Availability: http://bioverse.compbio.washington.edu/viewer
Contact: ram{at}compbio.washington.edu
Modeling protein–protein interaction (PPI) networks as graphs with nodes and edges to depict proteins and their interactions is an important paradigm for systems analysis. The development of simple, intuitive interfaces to PPI and other molecular interaction networks is becoming increasingly important as these datasets grow exponentially. The ubiquity of web browsers on all modern computing platforms makes them the ideal interface to deploy such tools.
A Java applet to assist with the visualization of PPI data as interactive graphs was first released by Mrowka (2001). This tool was originally based on the Graph.java applet code distributed by Sun Microsystems. It utilizes a relaxation layout algorithm which attempts to prevent overlapping of nodes. It can run as a stand-alone applet or more commonly inside a Java-enabled web browser. Navigation of graphs is mediated by setting the desired neighborhood (depth) level and clicking on individual nodes. Double-clicking on nodes isolates the subgraph containing nodes of the specified neighborhood. A ‘freeze’ function is provided to halt the layout algorithm to aid visual analysis.

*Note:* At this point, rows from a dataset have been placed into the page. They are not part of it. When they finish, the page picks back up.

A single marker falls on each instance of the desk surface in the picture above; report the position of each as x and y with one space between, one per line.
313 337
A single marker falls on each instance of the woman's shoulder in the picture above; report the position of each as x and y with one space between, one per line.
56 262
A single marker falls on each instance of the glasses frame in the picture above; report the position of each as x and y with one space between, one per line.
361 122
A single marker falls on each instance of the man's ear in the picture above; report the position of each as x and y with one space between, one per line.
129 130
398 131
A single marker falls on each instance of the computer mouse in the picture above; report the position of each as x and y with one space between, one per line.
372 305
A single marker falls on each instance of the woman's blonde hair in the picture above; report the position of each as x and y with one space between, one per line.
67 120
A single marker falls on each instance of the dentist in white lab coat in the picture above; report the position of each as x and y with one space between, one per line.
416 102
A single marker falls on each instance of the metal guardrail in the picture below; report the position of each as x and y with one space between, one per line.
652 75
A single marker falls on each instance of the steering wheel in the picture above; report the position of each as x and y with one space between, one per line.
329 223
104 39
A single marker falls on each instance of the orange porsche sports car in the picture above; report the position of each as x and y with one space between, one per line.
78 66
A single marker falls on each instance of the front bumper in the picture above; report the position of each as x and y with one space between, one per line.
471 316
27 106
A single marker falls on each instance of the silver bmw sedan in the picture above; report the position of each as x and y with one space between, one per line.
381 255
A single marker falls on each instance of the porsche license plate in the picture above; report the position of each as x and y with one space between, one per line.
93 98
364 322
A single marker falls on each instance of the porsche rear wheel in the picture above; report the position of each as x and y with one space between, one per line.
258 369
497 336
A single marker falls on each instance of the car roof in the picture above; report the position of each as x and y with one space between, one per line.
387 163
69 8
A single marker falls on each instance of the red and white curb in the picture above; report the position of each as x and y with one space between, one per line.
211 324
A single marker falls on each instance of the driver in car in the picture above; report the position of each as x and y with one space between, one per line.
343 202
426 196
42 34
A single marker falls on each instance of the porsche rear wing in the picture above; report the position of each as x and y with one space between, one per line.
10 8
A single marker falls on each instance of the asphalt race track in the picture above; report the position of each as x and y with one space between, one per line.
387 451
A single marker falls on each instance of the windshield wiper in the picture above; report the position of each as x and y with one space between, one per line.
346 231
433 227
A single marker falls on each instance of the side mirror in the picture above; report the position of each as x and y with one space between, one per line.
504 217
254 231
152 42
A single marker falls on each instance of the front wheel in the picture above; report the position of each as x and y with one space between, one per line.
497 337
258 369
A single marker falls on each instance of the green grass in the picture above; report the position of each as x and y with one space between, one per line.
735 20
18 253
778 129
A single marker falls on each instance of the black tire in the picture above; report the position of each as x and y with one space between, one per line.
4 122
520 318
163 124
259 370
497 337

We have implemented feature improvements to this applet to enhance navigation (Fig. 1). We have added a simple search field to the toolbar which allows for asterisk-based wildcarding (i.e. S* will show all nodes starting with S). The search feature can locate exact or similar node matches based on the identifiers used for node labels. Next, we added a sorted, enumerated list of functional groups in the drop-down menu. In our implementation, we employed Gene Ontology (GO) functional annotations for exploring PPI networks (Ashburner et al., 2000). In practice, any functional annotation system can be used. An indication of the total number of nodes and edges present in the current graph is also displayed. In the graph window, a color-coding scheme for edge weights has been implemented. These colors represent quartiles of interaction confidence values between 0.00 and 1.00 as stored in the Bioverse database (McDermott and Samudrala, 2003, 2004). The colors range from red (0.00–0.24), orange (0.25–0.49), yellow (0.50–0.74) to green (0.75–1.00). Finally, we added a right-click mouse feature, which in addition to expanding nodes, also opens hyperlinks to detailed protein records specific to a given node. This is based on URL forwarding and can be easily modified for hyperlinking to other destinations.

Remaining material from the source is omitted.